Setting aside Aristotle’s fox/rabbit “infinitely closing gap,” in reality there are a finite number of places that a raft might overturn. Let’s assign the area of overturning to be eight feet by eight feet - about the length of the raft. If a raft overturns, the people walking around to right it should step all around this area, and if the location coincides with the resting place of the watch, probably step on it. So, using this arbitrary benchmark, we now need to find the number of locations in which a dunking might occur.
Estimating the length of the trip is difficult. For a two hour trip with a drift rate of, say, 3 miles per hour, a raft would cover 6 miles. So that would be linear 31,680 feet - or 3,982.5 possible locations. Assuming that 90% of the trip is placid floating between the excitement of the rapids, eliminating 90% of the locations gives us 398.25 locations.
Linear locations.
Because rafts don’t follow down the river in the same exact path as all previous and future rafts. They meander side to side, limited only by the banks. If the average width of the James River over the length of the rafting route is 300 feet. We might exclude thirty feet on either side of the shoreline; you want to trend towards the middle to avoid running aground. This gives us (300-30-30)/8 width of raft = 30 side to side locations. Further assume that the patterns during the rapids (we have already eliminated the calm portions of the river), funnel the rafts into a few channels. So eliminate 90% of the side-to-side positions.

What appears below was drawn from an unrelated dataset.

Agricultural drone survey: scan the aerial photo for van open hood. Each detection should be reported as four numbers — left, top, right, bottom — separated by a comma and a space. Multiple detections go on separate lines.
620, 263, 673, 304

This gives us 398.25 linear locations and 3 side to side locations, for a total of 1194.25 possible locations for the raft to capsize. The watch is only at one of those locations. So, 1/1194.25 gives us a value for aa of .008367.
Of course, this positional reasoning would eliminate Bill’s “d” variable, doubling the chance of the watch being found.
Perhaps I’m guilty of “trying to get a certain answer.” I don’t think so. This exercise was solely because reading Bill’s reasoning had me chewing over the probabilities for the last couple of days.
It is probably irrational to attribute an unlikely occurrence to divine intervention: “God loves me because my wach was recovered.” One would be just as justified in attributing an unlikely negative event to divine retribution: “God hates me because I have throat cancer.”
Eh, whatever.
Thanks to Bill for providing some interesting intellectual diversion.
UPDATE: Actually, Skippy, God DOES hate you. And Bret Favre. But the rest of us are cool.